PHYSICAL ACTIVITY IN PRE-TEENS MIGHT AVOID OSTEOPOROSIS AS ADULTS (from ACSM’s Sports Medicine Bulletin, Jan. 2014) Authors: Joshua N. Farr, Ph.D., and Scott B. Going, Ph.D
The following is excerpted from research which suggests the importance of building strong bones during the peri-pubescent years (ages 11-13) to avoid osteoporosis in later years.
The incidence of osteoporosis is projected to triple by year 2040, reflecting increased longevity and sedentary lifestyles. Despite considerable effort, our understanding of the fundamental mechanisms that drive age-related bone loss remains incomplete. However, there is now nearly universal consensus that early-life experiences are important for disease risk. Indeed, osteoporosis is widely considered a pediatric disorder, waiting to manifest itself later in life. Thus, the peri-pubertal years (ages 11-13) are recognized as an opportune period to modify bone density, size, and shape – traits that tend to track throughout life. In girls, over 25% of adult bone mineral is laid down during just two years surrounding peak linear growth – this is as much bone as a woman will lose from age 50 to 80 years. But can building a stronger skeleton during growth counteract the inevitable loss of bone with aging?

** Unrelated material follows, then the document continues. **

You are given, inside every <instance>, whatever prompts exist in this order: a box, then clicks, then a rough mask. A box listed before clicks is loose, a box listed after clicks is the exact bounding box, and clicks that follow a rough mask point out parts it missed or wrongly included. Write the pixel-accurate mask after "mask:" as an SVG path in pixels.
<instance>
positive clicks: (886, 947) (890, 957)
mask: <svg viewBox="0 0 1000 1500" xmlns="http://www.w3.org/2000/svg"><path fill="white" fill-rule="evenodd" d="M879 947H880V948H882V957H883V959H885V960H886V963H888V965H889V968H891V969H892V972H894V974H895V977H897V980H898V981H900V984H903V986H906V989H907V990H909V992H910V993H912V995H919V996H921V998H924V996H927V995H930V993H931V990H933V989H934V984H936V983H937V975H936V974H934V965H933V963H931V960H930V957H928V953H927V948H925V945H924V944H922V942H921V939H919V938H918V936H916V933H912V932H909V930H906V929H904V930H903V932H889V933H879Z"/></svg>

While the answer to this question is not known, the time has come to understand how modifiable factors can foster optimal skeletal health during this developmental period. Given that the peri-pubertal years represent a unique period when bone is most responsive to exercise, it is easy to hypothesize that physical activity and skeletal muscle quality are important determinants of bone strength during growth.
Recently, the researchers tested the hypothesis that physical activity and muscle quality are significant determinants of changes in volumetric bone mineral density (BMD) and bone structural strength (assessed quantitatively) in a 2-year longitudinal study of 248 healthy girls, aged 9 to 12 years. Their findings suggest that physical activity is associated with more optimal gains in bone density and strength, and that poor muscle quality may put girls at risk for suboptimal bone development. The exact amount of physical activity needed to induce optimal skeletal adaptation is not known. But it seems promising that physical activity during the per-pubertal period could ultimately reduce fracture risk in later adult years.

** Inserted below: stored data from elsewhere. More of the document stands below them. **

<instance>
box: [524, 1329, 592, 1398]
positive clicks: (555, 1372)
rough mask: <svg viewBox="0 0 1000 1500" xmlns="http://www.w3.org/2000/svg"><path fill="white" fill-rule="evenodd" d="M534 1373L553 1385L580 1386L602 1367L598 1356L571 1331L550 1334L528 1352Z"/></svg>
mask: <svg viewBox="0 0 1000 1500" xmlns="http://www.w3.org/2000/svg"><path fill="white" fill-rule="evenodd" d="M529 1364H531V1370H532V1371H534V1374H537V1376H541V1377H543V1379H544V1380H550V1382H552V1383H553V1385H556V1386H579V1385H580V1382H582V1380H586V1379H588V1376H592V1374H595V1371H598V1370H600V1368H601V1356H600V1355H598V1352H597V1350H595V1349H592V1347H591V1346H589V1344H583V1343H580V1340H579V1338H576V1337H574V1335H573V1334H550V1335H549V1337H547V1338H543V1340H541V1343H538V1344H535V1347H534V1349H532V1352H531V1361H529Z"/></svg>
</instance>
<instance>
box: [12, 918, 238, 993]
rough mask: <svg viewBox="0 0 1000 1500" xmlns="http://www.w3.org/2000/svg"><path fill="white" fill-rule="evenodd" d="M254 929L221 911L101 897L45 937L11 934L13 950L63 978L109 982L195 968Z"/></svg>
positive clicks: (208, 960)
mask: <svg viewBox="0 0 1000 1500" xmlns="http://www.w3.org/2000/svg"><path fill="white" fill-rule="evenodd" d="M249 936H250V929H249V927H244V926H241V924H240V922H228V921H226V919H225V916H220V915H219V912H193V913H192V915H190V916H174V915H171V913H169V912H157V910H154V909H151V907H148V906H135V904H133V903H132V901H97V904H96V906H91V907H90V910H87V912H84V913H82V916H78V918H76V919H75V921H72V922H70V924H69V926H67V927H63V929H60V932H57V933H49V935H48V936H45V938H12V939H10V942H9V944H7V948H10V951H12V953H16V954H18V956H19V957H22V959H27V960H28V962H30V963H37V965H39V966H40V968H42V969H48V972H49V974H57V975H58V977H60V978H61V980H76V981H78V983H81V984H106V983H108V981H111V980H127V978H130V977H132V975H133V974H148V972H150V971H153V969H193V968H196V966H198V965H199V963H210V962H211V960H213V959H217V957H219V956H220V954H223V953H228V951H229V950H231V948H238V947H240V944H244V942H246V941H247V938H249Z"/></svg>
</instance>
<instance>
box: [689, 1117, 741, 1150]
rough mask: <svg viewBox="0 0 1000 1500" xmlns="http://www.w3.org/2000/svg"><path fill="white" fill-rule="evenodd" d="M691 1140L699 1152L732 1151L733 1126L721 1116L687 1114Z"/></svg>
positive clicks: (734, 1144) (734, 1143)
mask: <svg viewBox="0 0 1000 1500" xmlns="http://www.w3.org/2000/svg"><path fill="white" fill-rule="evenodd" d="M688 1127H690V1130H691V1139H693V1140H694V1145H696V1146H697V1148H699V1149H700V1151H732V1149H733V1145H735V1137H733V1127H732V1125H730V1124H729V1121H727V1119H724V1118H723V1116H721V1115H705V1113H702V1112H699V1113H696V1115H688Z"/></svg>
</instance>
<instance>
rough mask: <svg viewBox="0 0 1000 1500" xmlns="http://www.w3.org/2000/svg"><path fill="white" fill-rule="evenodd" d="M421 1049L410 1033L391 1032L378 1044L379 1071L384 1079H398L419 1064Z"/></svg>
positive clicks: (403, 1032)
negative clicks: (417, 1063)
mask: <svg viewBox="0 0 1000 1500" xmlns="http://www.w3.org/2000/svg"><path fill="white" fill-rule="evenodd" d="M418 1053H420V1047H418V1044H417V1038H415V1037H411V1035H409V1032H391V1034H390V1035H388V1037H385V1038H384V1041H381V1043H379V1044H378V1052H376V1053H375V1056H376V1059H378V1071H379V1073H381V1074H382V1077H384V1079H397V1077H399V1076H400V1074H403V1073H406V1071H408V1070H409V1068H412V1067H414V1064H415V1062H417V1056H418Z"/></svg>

DON’T THROW AWAY STEMS AND LEAVES OF BROCCOLI (from WHFoods Weekly Newsletter 12/13/13)
Enjoying the stems and leaves will not only give you added flavor and nutrition, but more broccoli for your buck!
We all know broccoli is good for us, but did you know that the different parts of the broccoli plant make their own distinctive contributions to its overall nutritional value? Broccoli stems have a wonderful mild sweet flavor and are much higher in fiber than the florets; they are renown for the amount of extra fiber they can add to your diet. While the florets contain more beta-carotene than the stalks, the leaves actually are a richer source of beta-carotene than either the stems or florets. And remember when selecting broccoli florets that the dark green, bluish-green, or purplish-green color contain higher concentrations of beta-carotene than pale green or yellowish-green florets.
When cooking broccoli it is best to peel off the tough outer layer of the stem before cooking. Slice them into medium size pieces and cook for 2-3 minutes before adding the florets; add the leaves along with the florets.